About 40 Karens prosecuted for forest encroachment

The criminal court has convicted 39 Pakayaw Karen villagers on charges related to illegal logging and forest encroachment and sentenced them to imprisonment and fines. This is believed to be the first large scale prosecution of so-called ‘encroachers’ under the junta’s heavy-handed approach to increase forest coverage.

On Wednesday morning, Mae Sariang Court in the northern province of Mae Hong Son convicted 24 Pakayaw Karen villagers charged with illegal deforestation to one to seven years imprisonment. Fifteen others who faced similar charges were fined 10,000-20,000 baht. Two of the 15 died before the verdict was read.

The 39 Pakayaw Karen residing in Tung Pa Ka District of Mae Hong Son Province were arrested by the military on 4 May. They were charged on 28 August by the Mae Sariang District Prosecutor with encroachment and logging in a protected area.

 

The authority detains Pakayaw Karen villagers accused of illegal logging and encroaching protected forest in Mae Sariang detention facility (courtesy of the Observer of the National Council for Peace and Order's Plan to Reclaim the Forest)
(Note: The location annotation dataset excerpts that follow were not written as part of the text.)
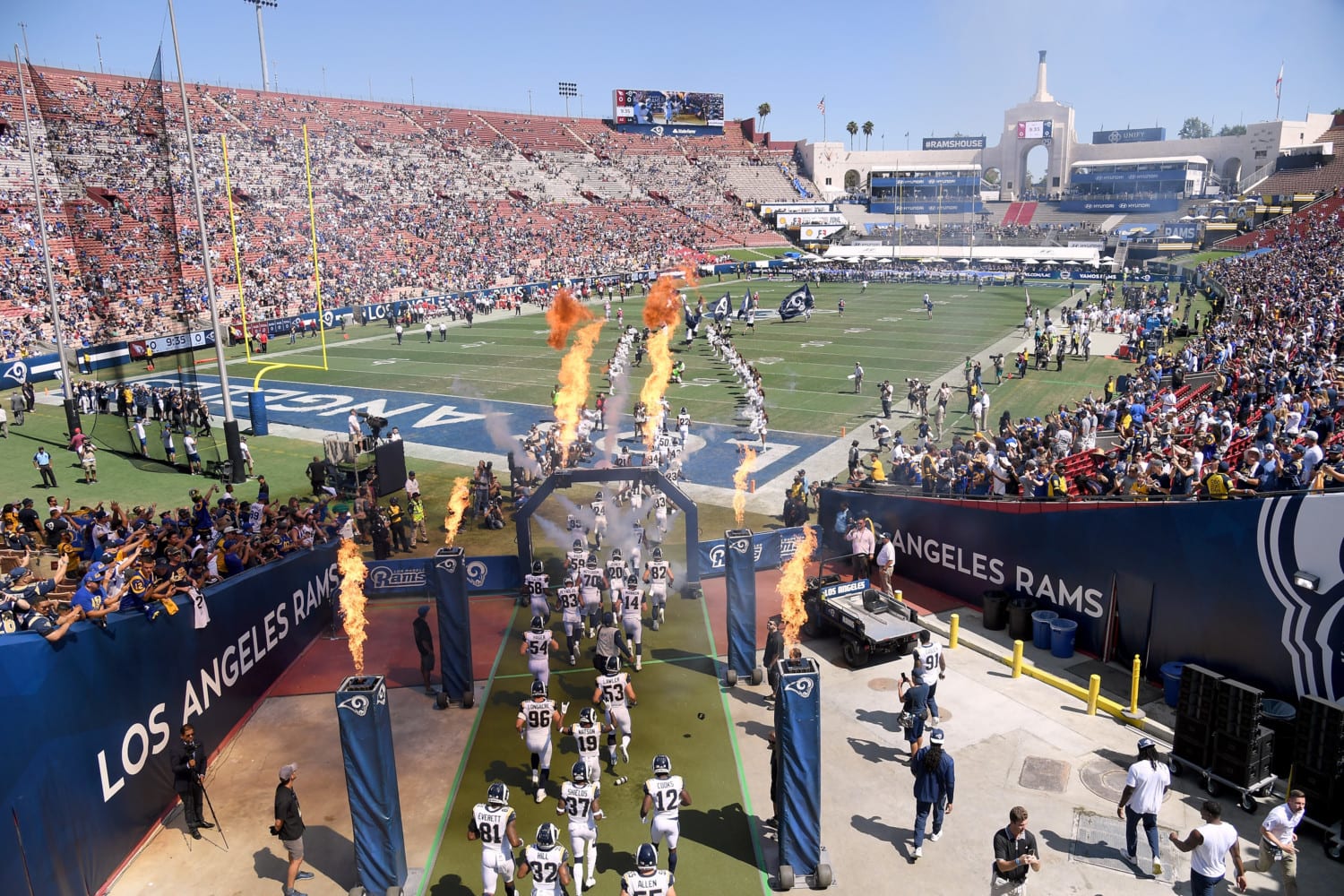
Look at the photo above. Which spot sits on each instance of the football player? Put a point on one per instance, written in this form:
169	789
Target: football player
632	606
546	861
580	801
591	583
537	718
567	595
494	823
647	877
537	586
616	694
658	573
664	794
538	643
588	732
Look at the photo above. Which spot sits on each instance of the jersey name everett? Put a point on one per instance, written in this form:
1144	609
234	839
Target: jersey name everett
537	715
538	643
578	801
492	825
652	885
545	866
613	689
666	793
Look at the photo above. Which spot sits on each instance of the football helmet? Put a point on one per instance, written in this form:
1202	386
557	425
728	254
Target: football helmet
546	836
496	794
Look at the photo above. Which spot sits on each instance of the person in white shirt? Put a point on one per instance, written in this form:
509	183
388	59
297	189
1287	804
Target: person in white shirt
1279	840
1145	783
1210	844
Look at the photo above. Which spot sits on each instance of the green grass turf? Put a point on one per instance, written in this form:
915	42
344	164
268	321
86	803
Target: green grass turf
804	365
677	685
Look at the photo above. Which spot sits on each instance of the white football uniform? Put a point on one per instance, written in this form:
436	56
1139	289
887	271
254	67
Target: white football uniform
577	801
538	719
539	653
496	853
545	866
667	802
613	700
570	603
537	587
655	884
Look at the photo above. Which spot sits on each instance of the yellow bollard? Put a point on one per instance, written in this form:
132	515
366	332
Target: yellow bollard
1133	712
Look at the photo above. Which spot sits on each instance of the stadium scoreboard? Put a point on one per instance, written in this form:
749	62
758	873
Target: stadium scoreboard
668	113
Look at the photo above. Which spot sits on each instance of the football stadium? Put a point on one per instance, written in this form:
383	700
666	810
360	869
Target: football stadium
597	501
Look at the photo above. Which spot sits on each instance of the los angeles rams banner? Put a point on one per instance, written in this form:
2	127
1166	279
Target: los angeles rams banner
1252	589
91	720
769	549
409	579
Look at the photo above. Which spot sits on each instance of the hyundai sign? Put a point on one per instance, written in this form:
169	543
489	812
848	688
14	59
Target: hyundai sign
1129	136
953	142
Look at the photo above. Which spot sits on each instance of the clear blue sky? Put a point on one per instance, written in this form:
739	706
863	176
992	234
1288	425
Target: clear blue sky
919	66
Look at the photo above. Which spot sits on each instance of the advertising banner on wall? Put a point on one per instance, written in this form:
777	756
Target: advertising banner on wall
105	708
1209	582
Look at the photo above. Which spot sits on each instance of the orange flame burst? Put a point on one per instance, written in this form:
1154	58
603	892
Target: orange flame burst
564	314
457	503
352	573
574	383
739	485
793	583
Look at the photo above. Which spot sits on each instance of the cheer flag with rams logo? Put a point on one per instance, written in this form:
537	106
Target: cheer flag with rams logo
796	304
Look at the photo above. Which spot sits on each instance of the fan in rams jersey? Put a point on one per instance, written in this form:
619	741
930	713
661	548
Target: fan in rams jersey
537	586
616	694
547	863
647	879
658	573
580	801
664	794
632	607
537	718
570	603
538	643
494	823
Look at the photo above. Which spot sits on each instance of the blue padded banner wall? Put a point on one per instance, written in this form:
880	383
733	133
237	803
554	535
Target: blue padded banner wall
104	704
448	583
797	724
739	570
375	804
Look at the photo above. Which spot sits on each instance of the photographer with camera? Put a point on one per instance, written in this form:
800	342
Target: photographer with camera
188	771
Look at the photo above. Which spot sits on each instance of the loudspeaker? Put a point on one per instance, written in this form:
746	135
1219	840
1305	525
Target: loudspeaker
390	460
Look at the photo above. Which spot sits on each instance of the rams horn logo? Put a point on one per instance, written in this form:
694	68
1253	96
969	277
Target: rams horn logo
358	704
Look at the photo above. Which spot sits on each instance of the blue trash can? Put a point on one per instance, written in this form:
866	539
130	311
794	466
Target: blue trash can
1040	621
1062	633
1171	681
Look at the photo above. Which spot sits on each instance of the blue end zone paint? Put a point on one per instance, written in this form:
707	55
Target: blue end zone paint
468	424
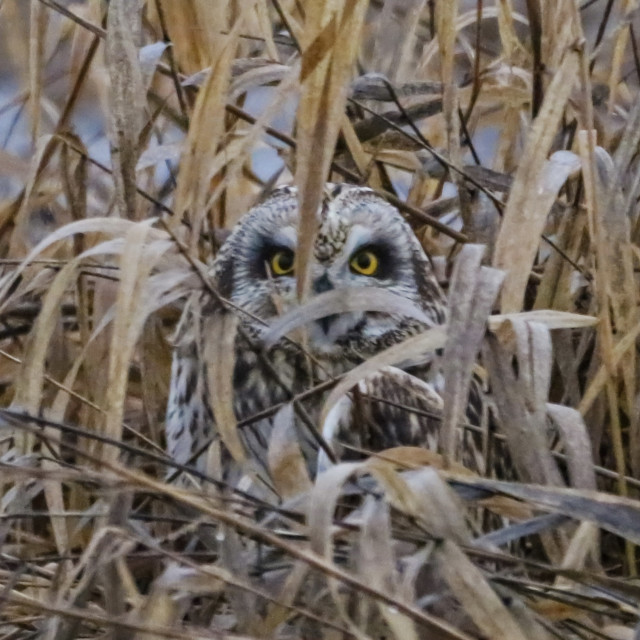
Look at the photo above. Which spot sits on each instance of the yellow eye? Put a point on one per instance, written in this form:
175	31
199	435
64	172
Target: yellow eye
365	263
281	262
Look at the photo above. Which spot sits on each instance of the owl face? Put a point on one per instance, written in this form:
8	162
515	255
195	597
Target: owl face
361	241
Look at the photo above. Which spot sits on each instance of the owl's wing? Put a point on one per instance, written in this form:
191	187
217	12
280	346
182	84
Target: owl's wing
189	420
393	408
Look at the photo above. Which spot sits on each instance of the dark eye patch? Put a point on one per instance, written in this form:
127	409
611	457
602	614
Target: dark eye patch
387	263
261	258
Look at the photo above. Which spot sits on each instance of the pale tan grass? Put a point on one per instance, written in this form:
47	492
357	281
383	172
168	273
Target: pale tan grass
98	256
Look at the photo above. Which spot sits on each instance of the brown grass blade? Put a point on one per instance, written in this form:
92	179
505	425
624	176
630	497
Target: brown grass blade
480	601
472	293
524	220
330	42
127	97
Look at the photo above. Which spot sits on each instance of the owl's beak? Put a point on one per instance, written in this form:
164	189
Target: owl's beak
326	322
320	285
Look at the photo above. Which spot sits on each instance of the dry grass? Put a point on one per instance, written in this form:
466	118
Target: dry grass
511	124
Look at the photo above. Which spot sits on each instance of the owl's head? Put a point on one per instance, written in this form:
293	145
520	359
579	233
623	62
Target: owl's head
361	241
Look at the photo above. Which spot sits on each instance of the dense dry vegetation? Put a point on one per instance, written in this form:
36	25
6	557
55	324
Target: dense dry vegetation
134	132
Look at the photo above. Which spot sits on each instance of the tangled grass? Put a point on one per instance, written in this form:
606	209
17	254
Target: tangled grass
134	133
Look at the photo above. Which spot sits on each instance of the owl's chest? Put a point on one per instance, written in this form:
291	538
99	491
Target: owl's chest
267	380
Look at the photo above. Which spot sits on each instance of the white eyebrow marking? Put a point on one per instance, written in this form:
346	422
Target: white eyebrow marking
359	235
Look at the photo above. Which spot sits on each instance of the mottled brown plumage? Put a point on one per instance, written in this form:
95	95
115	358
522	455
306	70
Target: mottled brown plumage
362	241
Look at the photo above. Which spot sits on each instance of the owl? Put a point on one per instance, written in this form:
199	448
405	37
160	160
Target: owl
361	241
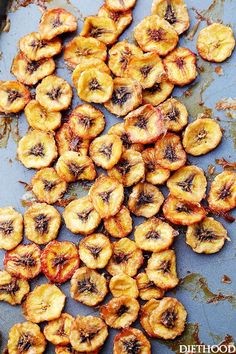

The 39 Pakayaw Karen residing in Tung Pa Ka District of Mae Hong Son Province were arrested by the military on 4 May. They were charged on 28 August by the Mae Sariang District Prosecutor with encroachment and logging in a protected area.

Military and Royal Forest Department officers confiscate planks of wood which, according to claims by villagers in Dong Yai Wildlife Sanctuary, Buriram Province in northeastern Thailand, were to be used to build their houses. The authorities, however, believe that the villagers cut the wood to sell

According to the Royal Forest Department, the Karen villagers were cutting timber in a protected area for commercial reasons. However, the Karen claimed that they only wanted to use it to renovate and build houses within the community.

Since the junta’s National Council for Peace and Order announced Order 64/2014 on 14 June to take legal measures against encroachers into protected forests, many ethnic minorities and other marginalised Thai people living in areas overlapping with National Parks have been affected.

Earlier on 24 July, three Pakayaw Karen families living in Mae Ngao National Park of Mae Hong Son were left destitute after three plots of the families’ farmlands were reclaimed by the Royal Forest Department.